A luta contra a corrupção deve se pautar pelo respeito à lei. Do contrário, em vez de Justiça, teremos apenas justiçamento, cuja realização se presta somente a aplacar a indignação da gente comum, cria insegurança permanente e serve à demagogia em detrimento da democracia. Assim, é preciso observar com cautela algumas das medidas anticorrupção encaminhadas pelo Ministério Público Federal ao Congresso.
O Estado noticiou que os parlamentares da comissão especial que analisa essas medidas articulam mudanças em quatro pontos, a saber: a criminalização do caixa 2, o aumento da pena por corrupção, a possibilidade de que provas obtidas de forma ilícita sejam consideradas válidas se forem colhidas de boa-fé e a possibilidade de prisão preventiva para recuperar dinheiro desviado.

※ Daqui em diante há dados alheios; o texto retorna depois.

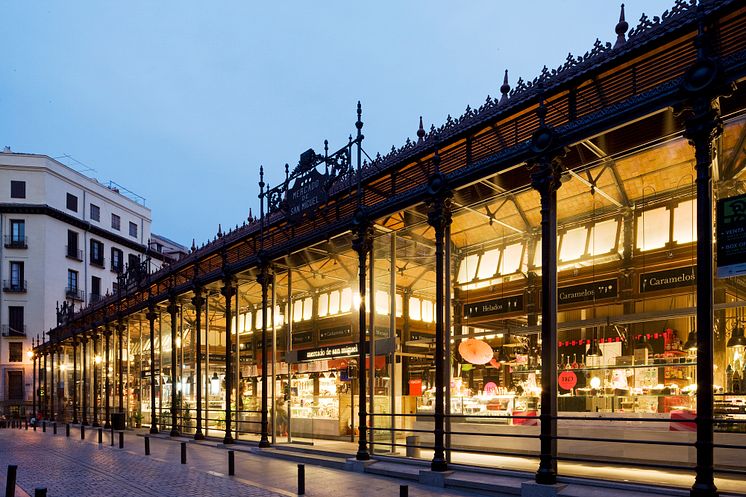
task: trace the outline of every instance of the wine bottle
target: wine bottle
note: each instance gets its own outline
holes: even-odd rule
[[[578,369],[578,360],[576,358],[577,354],[572,355],[572,369]]]

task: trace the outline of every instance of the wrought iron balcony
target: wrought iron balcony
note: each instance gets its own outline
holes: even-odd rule
[[[111,262],[111,272],[112,273],[119,274],[119,273],[122,273],[123,271],[124,271],[124,265],[121,262],[119,263],[118,266],[116,264],[114,264],[114,261]]]
[[[85,298],[83,290],[74,287],[65,287],[65,296],[69,299],[80,300],[81,302]]]
[[[98,302],[102,298],[104,298],[104,296],[101,295],[100,293],[91,293],[91,294],[88,294],[88,303],[89,304],[95,304],[96,302]]]
[[[3,244],[5,245],[5,248],[27,249],[28,248],[28,237],[5,235],[3,237]]]
[[[65,249],[66,249],[66,254],[68,258],[75,259],[76,261],[83,260],[83,251],[80,250],[79,248],[71,247],[68,245],[65,247]]]
[[[8,293],[26,293],[28,282],[26,280],[3,280],[3,291]]]
[[[106,267],[106,259],[104,259],[103,257],[101,257],[100,259],[94,259],[93,257],[91,257],[91,266],[105,268]]]
[[[26,325],[22,325],[19,329],[18,326],[11,327],[9,324],[4,324],[0,326],[0,332],[4,337],[25,337]]]

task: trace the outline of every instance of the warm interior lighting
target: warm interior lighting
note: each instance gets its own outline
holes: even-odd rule
[[[217,373],[212,373],[212,378],[210,378],[210,393],[213,395],[220,393],[220,378]]]
[[[282,308],[279,305],[275,306],[274,322],[272,324],[275,328],[280,328],[285,324],[285,316],[282,314]]]
[[[433,303],[429,300],[422,301],[422,321],[425,323],[433,322]]]
[[[389,292],[376,290],[376,314],[387,316],[389,314]]]
[[[358,299],[359,298],[360,297],[358,296]],[[345,288],[344,290],[342,290],[339,308],[342,312],[350,312],[350,310],[352,309],[352,289],[351,288]]]
[[[93,362],[95,362],[96,364],[101,364],[101,356],[97,355],[96,357],[94,357]]]
[[[308,321],[313,317],[313,298],[306,297],[303,299],[303,321]]]
[[[319,317],[323,318],[329,315],[329,294],[322,293],[319,295]]]
[[[523,260],[523,244],[514,243],[508,245],[503,250],[503,257],[500,261],[500,274],[513,274],[521,267]]]
[[[679,244],[697,241],[696,200],[680,202],[673,210],[673,241]]]
[[[352,295],[352,306],[355,308],[356,311],[360,310],[360,303],[361,303],[360,293],[355,292]]]
[[[422,319],[422,309],[420,307],[420,299],[417,297],[409,297],[409,319],[420,321]]]
[[[477,274],[477,265],[479,264],[479,254],[471,254],[464,257],[458,269],[456,281],[459,283],[468,283],[474,279]]]
[[[617,228],[619,222],[609,219],[591,227],[588,253],[592,256],[608,254],[617,246]]]
[[[697,350],[697,332],[692,330],[689,332],[689,336],[684,344],[684,350]]]
[[[598,376],[594,376],[593,378],[591,378],[591,388],[593,388],[594,390],[598,390],[599,388],[601,388],[601,378],[599,378]]]
[[[27,350],[26,351],[26,357],[28,357],[29,359],[33,359],[34,358],[34,351],[30,350],[30,349]]]
[[[336,316],[339,314],[339,290],[329,293],[329,315]]]
[[[637,248],[646,251],[665,247],[671,215],[667,208],[643,211],[637,217]]]
[[[235,332],[235,328],[234,328],[234,332]],[[176,348],[178,349],[179,347],[181,347],[181,337],[176,337]]]
[[[258,320],[259,317],[257,316]],[[300,323],[301,321],[303,321],[303,300],[296,300],[293,302],[293,322]]]
[[[400,318],[404,315],[404,297],[396,294],[396,317]]]
[[[560,260],[563,262],[580,259],[585,254],[588,230],[585,227],[567,231],[560,239]]]
[[[477,278],[484,280],[495,276],[498,262],[500,262],[500,249],[488,250],[482,254],[482,258],[479,261]]]
[[[67,364],[60,364],[60,371],[64,372],[65,370],[67,370]]]
[[[727,346],[731,349],[735,347],[746,347],[746,336],[744,336],[743,326],[733,328]]]

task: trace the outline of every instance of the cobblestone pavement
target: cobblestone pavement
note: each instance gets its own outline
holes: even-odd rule
[[[297,464],[291,461],[235,453],[236,476],[228,477],[227,452],[201,444],[187,444],[187,464],[180,464],[180,445],[151,438],[151,455],[144,455],[144,440],[125,433],[125,448],[103,444],[88,429],[86,440],[73,428],[70,438],[38,431],[0,429],[0,486],[9,464],[18,465],[18,485],[33,495],[46,487],[50,497],[191,497],[294,496]],[[115,439],[118,444],[118,439]],[[465,496],[465,492],[425,487],[393,478],[306,465],[306,495],[310,497],[398,496],[399,485],[409,495]]]

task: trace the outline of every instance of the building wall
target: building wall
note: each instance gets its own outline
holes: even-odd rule
[[[11,181],[26,183],[25,198],[11,198]],[[68,209],[67,194],[77,197],[77,211]],[[99,220],[91,219],[91,204],[99,207]],[[21,212],[19,212],[21,211]],[[120,218],[119,230],[112,228],[112,214]],[[18,402],[8,398],[8,371],[24,370],[24,398],[32,401],[32,363],[27,355],[32,338],[57,325],[56,306],[67,300],[75,308],[91,302],[91,279],[101,279],[101,295],[112,293],[117,273],[111,266],[111,248],[123,253],[122,262],[135,254],[144,260],[151,236],[150,209],[50,157],[31,154],[0,154],[0,235],[10,235],[11,220],[25,222],[28,248],[0,246],[0,280],[10,279],[11,261],[24,264],[26,292],[0,292],[0,324],[9,324],[9,306],[24,308],[26,336],[0,337],[0,411],[8,412]],[[130,223],[137,226],[130,234]],[[68,230],[78,233],[82,260],[68,257]],[[104,266],[91,264],[90,241],[103,243]],[[151,268],[160,266],[152,259]],[[68,270],[78,271],[78,289],[84,300],[67,298]],[[3,328],[7,331],[5,328]],[[23,362],[9,362],[10,343],[23,343]]]

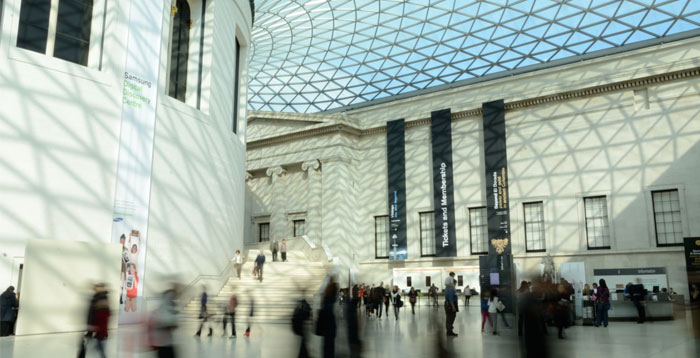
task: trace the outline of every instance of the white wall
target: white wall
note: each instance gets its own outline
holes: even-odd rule
[[[17,335],[84,331],[92,285],[105,284],[117,327],[121,272],[119,244],[30,240],[17,318]]]
[[[0,32],[0,282],[29,239],[108,242],[130,2],[108,1],[103,66],[15,48],[19,1]],[[243,243],[247,0],[207,1],[202,110],[167,96],[164,30],[145,294],[164,277],[219,274]],[[206,36],[210,34],[210,36]],[[238,135],[232,133],[234,35],[242,46]]]

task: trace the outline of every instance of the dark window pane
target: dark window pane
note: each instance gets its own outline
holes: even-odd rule
[[[19,11],[17,47],[46,53],[51,0],[23,0]]]
[[[177,1],[177,13],[173,17],[172,45],[170,53],[170,97],[185,101],[187,88],[187,57],[190,47],[190,6],[187,1]]]
[[[59,1],[54,57],[86,66],[91,25],[92,0]]]
[[[236,37],[236,71],[233,74],[233,133],[238,130],[238,76],[241,71],[241,44]]]

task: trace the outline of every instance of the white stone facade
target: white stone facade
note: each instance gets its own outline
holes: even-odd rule
[[[388,282],[399,267],[478,265],[468,208],[486,205],[480,110],[505,99],[511,239],[523,275],[539,273],[547,254],[557,266],[584,262],[589,283],[596,268],[662,266],[687,295],[683,247],[657,246],[651,191],[677,189],[683,235],[700,236],[699,45],[672,42],[341,114],[251,112],[246,242],[267,222],[278,238],[292,236],[292,218],[304,217],[306,234],[360,281]],[[445,108],[458,257],[436,259],[421,257],[419,212],[433,209],[430,112]],[[374,217],[387,215],[385,123],[399,118],[409,258],[393,263],[375,258]],[[596,195],[607,199],[604,250],[586,239],[583,198]],[[523,203],[532,201],[543,202],[546,252],[525,249]]]
[[[0,2],[3,287],[17,284],[29,239],[111,241],[131,0],[98,3],[106,11],[96,6],[93,18],[104,23],[104,36],[93,45],[102,60],[80,66],[16,47],[22,0]],[[187,284],[201,275],[219,275],[243,245],[250,3],[206,1],[202,24],[204,2],[189,2],[188,72],[199,72],[200,63],[202,70],[194,82],[188,74],[188,83],[196,89],[201,77],[199,105],[194,96],[185,102],[168,96],[174,3],[163,0],[162,41],[153,44],[161,47],[161,61],[146,296],[157,294],[166,277]],[[242,59],[237,135],[232,131],[236,38]]]

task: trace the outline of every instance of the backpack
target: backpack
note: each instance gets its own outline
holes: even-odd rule
[[[306,300],[301,300],[292,314],[292,331],[294,334],[301,336],[304,332],[304,321],[311,316],[311,306]]]

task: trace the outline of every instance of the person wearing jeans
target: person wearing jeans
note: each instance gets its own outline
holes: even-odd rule
[[[488,292],[482,292],[481,294],[481,331],[484,331],[484,325],[486,320],[489,320],[489,325],[493,328],[493,321],[491,321],[491,316],[489,315],[489,294]]]
[[[604,327],[608,326],[608,310],[610,310],[610,291],[604,279],[600,279],[598,285],[598,293],[596,294],[596,307],[598,315],[596,316],[595,326],[600,327],[602,323]]]

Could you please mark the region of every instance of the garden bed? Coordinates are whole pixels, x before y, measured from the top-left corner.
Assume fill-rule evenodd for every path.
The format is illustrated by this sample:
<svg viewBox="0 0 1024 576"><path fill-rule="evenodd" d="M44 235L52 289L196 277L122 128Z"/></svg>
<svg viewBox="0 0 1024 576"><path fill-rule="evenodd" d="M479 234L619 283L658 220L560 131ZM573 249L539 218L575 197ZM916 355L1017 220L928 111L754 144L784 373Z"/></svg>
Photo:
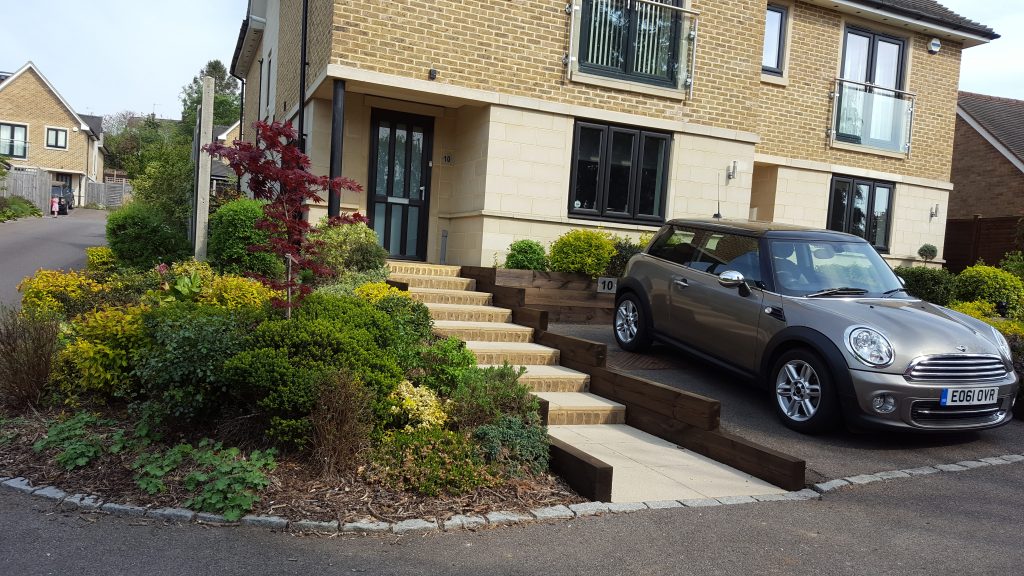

Não se pode condenar quem veja na movimentação dos deputados alguma tramoia para sabotar a iniciativa saneadora do Ministério Público. Afinal, não seria a primeira vez que parlamentares se utilizam de seus mandatos para criar embaraços a qualquer tentativa de moralizar a política. No entanto, é preciso observar que em ao menos dois dos casos levantados na reportagem os deputados têm alguma razão.
No que diz respeito ao caixa 2, alguns parlamentares se queixam de que o projeto do Ministério Público igualou a doação de recursos não contabilizados ao pagamento de propina. O texto responsabiliza o partido que “utilizar, para fins eleitorais, bens, direitos ou valores provenientes de infração penal, de fontes de recursos vedadas pela legislação eleitoral ou que não tenham sido contabilizados na forma exigida pela legislação”. O problema é que há vezes em que o partido não tem conhecimento de que a doação eleitoral é oriunda de caixa 2 do doador ou fruto de corrupção, situação em que não se pode falar em crime. O partido pode, sim, receber dinheiro de boa-fé. Também só é possível enquadrar a doação desse tipo de recurso como propina se ficar provado que o partido ofereceu alguma contrapartida a seu financiador.
Esses cuidados são necessários porque muitos empresários pilhados em corrupção pretendem fazer crer que todos os políticos e partidos a quem doaram recursos eleitorais são igualmente corruptos. Sua defesa jurídica e seu anteparo moral é alegar que existe no Brasil um “sistema” em que não é possível fazer negócios sem emporcalhar as mãos – o que é falso.
Outro aspecto das medidas anticorrupção apresentadas pelo Ministério Público que mereceu reparos de parlamentares foi o que exclui a ilicitude de provas quando “o agente público houver obtido a prova de boa-fé ou por erro escusável, assim entendida a existência ou inexistência de circunstância ou fato que o levou a crer que a diligência estava legalmente amparada”. Ou seja, os procuradores querem que a prova seja válida mesmo se tiver sido colhida de forma ilegal, em razão da “boa-fé” de quem a colheu.
Ora, nem é preciso muito esforço para perceber os riscos embutidos em tal proposta. O bom direito não acolhe o argumento da boa-fé na colheita de provas acusatórias de maneira ilegal. Do acusador, dada a gravidade das consequências de seus atos, é exigido mais que boa-fé – dele exige-se completa lisura nas intenções e nos atos. O juiz Sérgio Moro, em audiência na Câmara dos Deputados, defendeu a ideia dos procuradores, dando o exemplo de um policial que “não quis cometer um ilícito ao coletar aquela prova, mas se equivocou de boa-fé”.
O artigo 5.º da Constituição, em seu inciso LVI, diz que “são inadmissíveis, no processo, as provas obtidas por meios ilícitos”. O mesmo artigo classifica como invioláveis a intimidade, a vida privada, a honra, a imagem, o domicílio e a correspondência dos indivíduos, salvo, neste último caso, com ordem judicial. Logo, não é possível falar em aceitação de prova obtida por meio ilícito sem, com isso, afrontar a Constituição.
Sérgio Moro e os procuradores da Lava Jato estão honestamente empenhados em combater a corrupção no Brasil, e os excelentes resultados até aqui justificam todo o respeito e a admiração que o País lhes dedica. No entanto, a luta contra os parasitas do Estado, por mais justa e popular que seja, só será legítima se resistir à tentação autoritária.